Over at A Classical Presbyterian, Toby Brown has written a very nice cautionary piece about stewardship of emotion and effort, noting that we can often use up our strength on outrage when our energies could be better directed elsewhere. That piece struck home. There was a time when I scoured the web for news from the PC(USA) out of a need to protect our congregation from the depredations of the gang in Louisville. The disclosure of the Louisville Papers over a year after they had been distributed to presbyteries and synods revealed that secrecy and ambush were to be their chosen methods. But I also needed a place to vent against the hijackers of a once great denomination.

Two years ago, our little church on the hill—with other similarly situated congregations—fought our way out. Since that time, we have marveled at the peace, trust, and fellowship that can come from finding a home in a denomination that knows what it stands for and is unafraid to say just that. In the EPC, we found brothers and sisters who are not afraid to declare the sovereignty of God, the divinity of Christ, and the inerrancy of God’s word revealed in Scripture. In the EPC, we don’t need to tear pages or whole chapters out of our Bibles.

I write this by way of preface. My review of the antics and actions taken by the PC(USA) are no longer driven by self defense. I now have the freedom to watch what PC(USA) leadership and its minions are doing simply as an intellectual exercise. And they are making it easy.

The 2006 GA of the PC(USA) commissioned a re-write of its cumbersome Book of Order, but forbade any changes to the ordination standards set forth in §G-6.0106b or the odious unilateral declaration of a so-called property “trust.” The resulting product was released late and met with an uncharacteristic distrust across the denomination. Despite efforts by out-going Stated Clerk Kirkpatrick and his team to get the new form of government through the 2008 GA, it failed. Instead, the GA added some new members to the committee and directed them to take another crack at a re-write.

To their credit, the new committee worked hard to get their proposal out in sufficient time for people to study it. (A major criticism of nFOG.1 was that it was not released for review until just before the 2008 GA. Commissioners were leery of voting on something they had not read and digested—oh that the folks in Congress were so conscientious! But, I digress.) So, now it is out, loaded with booby traps for the unwary, a ticking time-bomb. If the 2010 GA does not reject this effort, and if the presbyteries adopt it, they cannot say that they did not have an opportunity to know what they were doing. And reject this piece of work they should.

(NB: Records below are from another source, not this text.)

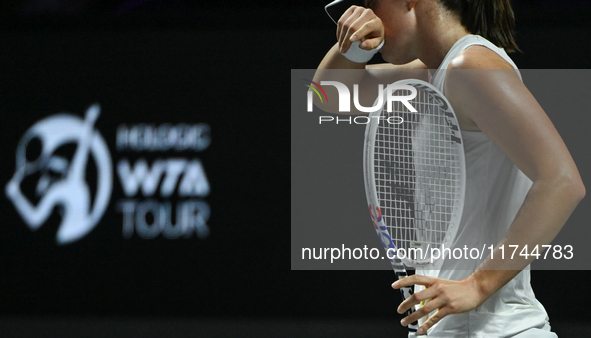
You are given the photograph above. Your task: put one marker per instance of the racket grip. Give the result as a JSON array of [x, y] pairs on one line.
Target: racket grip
[[407, 292]]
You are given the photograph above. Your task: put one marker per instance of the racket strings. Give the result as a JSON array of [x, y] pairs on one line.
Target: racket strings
[[417, 172]]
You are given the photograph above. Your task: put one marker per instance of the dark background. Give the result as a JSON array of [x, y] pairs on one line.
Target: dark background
[[226, 63]]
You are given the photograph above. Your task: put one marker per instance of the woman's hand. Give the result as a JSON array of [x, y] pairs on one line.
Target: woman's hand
[[446, 296], [359, 23]]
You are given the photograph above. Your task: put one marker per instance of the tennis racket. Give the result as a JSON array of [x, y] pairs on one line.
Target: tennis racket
[[414, 171]]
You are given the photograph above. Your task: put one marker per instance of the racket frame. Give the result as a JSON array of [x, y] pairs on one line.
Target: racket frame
[[399, 265]]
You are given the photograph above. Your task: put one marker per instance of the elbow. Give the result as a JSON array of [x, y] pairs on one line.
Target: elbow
[[574, 188]]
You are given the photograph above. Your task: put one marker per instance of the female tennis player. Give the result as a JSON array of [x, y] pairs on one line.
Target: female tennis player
[[522, 184]]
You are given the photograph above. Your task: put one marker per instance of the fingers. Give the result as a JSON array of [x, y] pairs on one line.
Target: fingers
[[417, 298], [359, 23]]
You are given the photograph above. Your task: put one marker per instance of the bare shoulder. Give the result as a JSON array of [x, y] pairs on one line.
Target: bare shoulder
[[479, 80], [479, 57]]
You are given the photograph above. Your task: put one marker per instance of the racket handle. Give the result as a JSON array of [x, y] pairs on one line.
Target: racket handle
[[407, 292]]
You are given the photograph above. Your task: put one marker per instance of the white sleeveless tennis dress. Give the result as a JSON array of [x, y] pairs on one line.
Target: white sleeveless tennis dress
[[495, 190]]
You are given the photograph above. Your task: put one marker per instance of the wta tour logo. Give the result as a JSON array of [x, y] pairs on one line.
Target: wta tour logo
[[61, 182]]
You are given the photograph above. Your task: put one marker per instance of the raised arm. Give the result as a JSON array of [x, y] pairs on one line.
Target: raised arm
[[360, 24]]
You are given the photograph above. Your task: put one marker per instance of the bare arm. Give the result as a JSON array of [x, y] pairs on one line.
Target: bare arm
[[359, 23], [497, 103]]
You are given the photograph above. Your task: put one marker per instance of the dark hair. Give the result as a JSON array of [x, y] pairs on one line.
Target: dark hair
[[492, 19]]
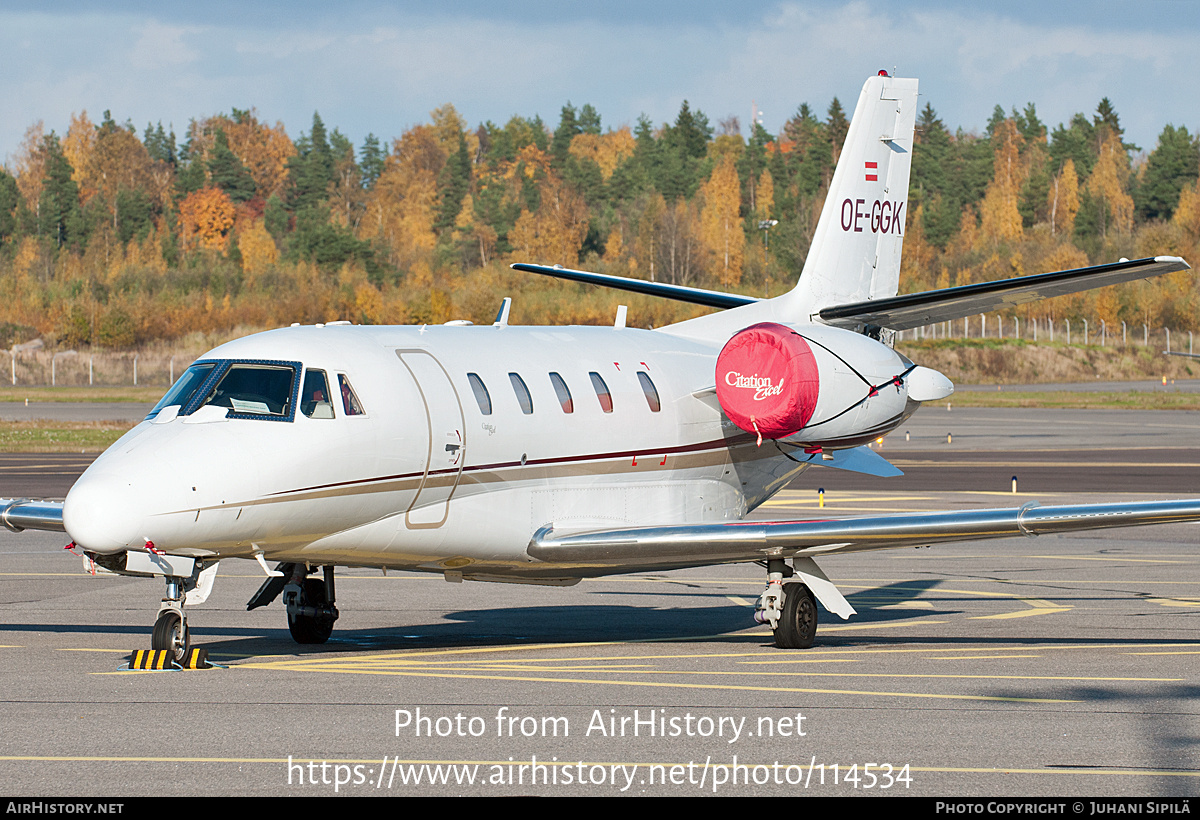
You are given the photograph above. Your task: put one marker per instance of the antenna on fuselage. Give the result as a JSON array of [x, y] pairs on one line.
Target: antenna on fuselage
[[502, 316]]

As was the case with nFOG.1, nFOG.2 is a plan for reforming the PC(USA) into the Roman Catholic model of church governance. It strips congregations of long-held rights which protected them from unilateral action by the bureaucracy, remodels the “presbyterian” form of government into a hierarchical directorate, adds language that can be used to make payment of per capita mandatory, and adds a “fuehrer oath” for members of congregations.

As a child of the prairies of Illinois, I learned my Sandburg. His description of the fog as a silent predator, creeping into place unnoticed until it is too late for the prey, is an apt comparison to the nFOG that has now been unleashed on the PC(USA). I hope that sessions of the PC(USA) congregations will take responsibility to study nFOG.2 and act accordingly when they send commissioners to presbytery and the GA. If they do not, they have no one to blame but themselves.

-30- (Extra credit to the first one of you boys and girls who can explain this.)


Rev Kim said...

Mac, good to have you back. I hope, too, that commissioners read this with care. But having been to a GA in 2002 as a seminary advisory delegate and receiving the enormous package of amendments that filled an extra-large binder and encountering many commissioners who freely admitted not to reading through everything, and then after this year's reports and pics of so many commissioners playing solitaire during the meeting, I don't know how hopeful I am that nFOG2 will actually be read with care. Also, I fear hearing too many of the same old arguments filled with such logic as "let's just give this a try and see if it works!" Ugh.

Quotidian Grace said...

Extra credit answer: ~30- signifies the end of a story in a newspaper.

I'm very leery of the FOG as well, and other things. But we're trying our best to be faithful in our corner of the denomination.

Welcome back, Mac! We missed you.

Reformed Catholic said...

I fully suspect that if the nFOG makes it past the 2010GA, there will be another push at the presbytery level.

Added to that, the fact that there are already overtures to change or repeal the Fidelity and Chastity rule, it will be a very contentious year.